競争原理とは、突き詰めて言えば、企業がより多くの経済的利益を得るための原理のことです。
サービスの内容を充実させたり、価格を安くするというような企業の行為は一般的に「顧客満足」という言葉で美化されます。
しかし、競争原理の中では、多くの場合は「顧客満足」の代償として従業員に対して厳しい営業ノルマを課したり、賃金を抑えたり、下請業者に対して厳しい取引条件を課したりと、どこかに犠牲を強いなければならないわけです。
環境破壊の根元にも同様の問題があります。
皆が幸福になれる世の中を作ろうとしたら、他人と競争をしてモノカネをたくさん得ることを最大の価値とする今の社会を根本的に改め、お互いに切磋琢磨し合って、人間の心と霊性を成長せていくことに価値を置く社会に変えていくしかないのです。

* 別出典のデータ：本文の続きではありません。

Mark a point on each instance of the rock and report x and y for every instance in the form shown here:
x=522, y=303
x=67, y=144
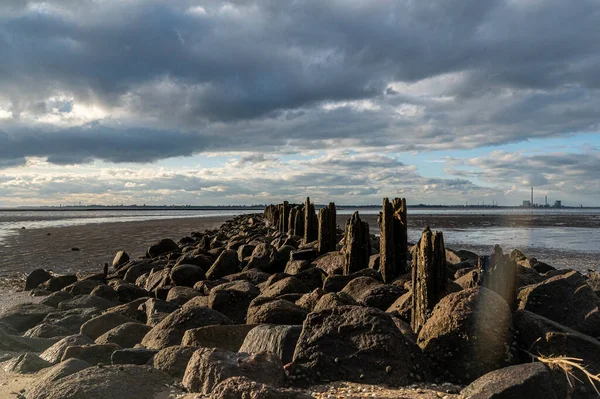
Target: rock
x=99, y=325
x=162, y=247
x=532, y=381
x=56, y=298
x=275, y=311
x=125, y=335
x=156, y=310
x=173, y=360
x=24, y=316
x=85, y=301
x=26, y=363
x=210, y=366
x=106, y=292
x=233, y=299
x=334, y=299
x=566, y=299
x=280, y=340
x=180, y=294
x=187, y=275
x=331, y=263
x=359, y=344
x=55, y=353
x=468, y=334
x=243, y=387
x=309, y=301
x=82, y=287
x=73, y=319
x=47, y=330
x=120, y=259
x=53, y=374
x=59, y=282
x=93, y=354
x=130, y=309
x=227, y=263
x=170, y=331
x=122, y=381
x=128, y=292
x=287, y=285
x=139, y=356
x=35, y=278
x=228, y=337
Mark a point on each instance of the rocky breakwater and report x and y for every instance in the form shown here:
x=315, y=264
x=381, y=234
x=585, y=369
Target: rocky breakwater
x=286, y=304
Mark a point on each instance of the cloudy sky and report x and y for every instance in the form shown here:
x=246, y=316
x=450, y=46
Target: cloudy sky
x=245, y=102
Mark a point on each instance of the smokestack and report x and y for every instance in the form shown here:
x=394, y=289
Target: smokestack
x=531, y=196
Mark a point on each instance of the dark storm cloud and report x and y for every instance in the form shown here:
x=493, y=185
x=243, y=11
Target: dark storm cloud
x=192, y=76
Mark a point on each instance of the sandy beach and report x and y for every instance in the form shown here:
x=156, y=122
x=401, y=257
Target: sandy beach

戦後、アメリカの占領政策によって、日本の学校教育の中に古くからあった「徳育」が廃止されました。世界の盟主になっていこうと考えているアメリカにとって、日本の国力の源泉ともなっていたそのような教育制度が脅威だったからです。
もし日本が精神文化を取り戻し、そして日本の政治が人々の心と霊性を成長させることに価値を置くようになったとしたら、日本こそが文化的にだけではなく、経済的にも世界のリーダーになっていくことでしょう。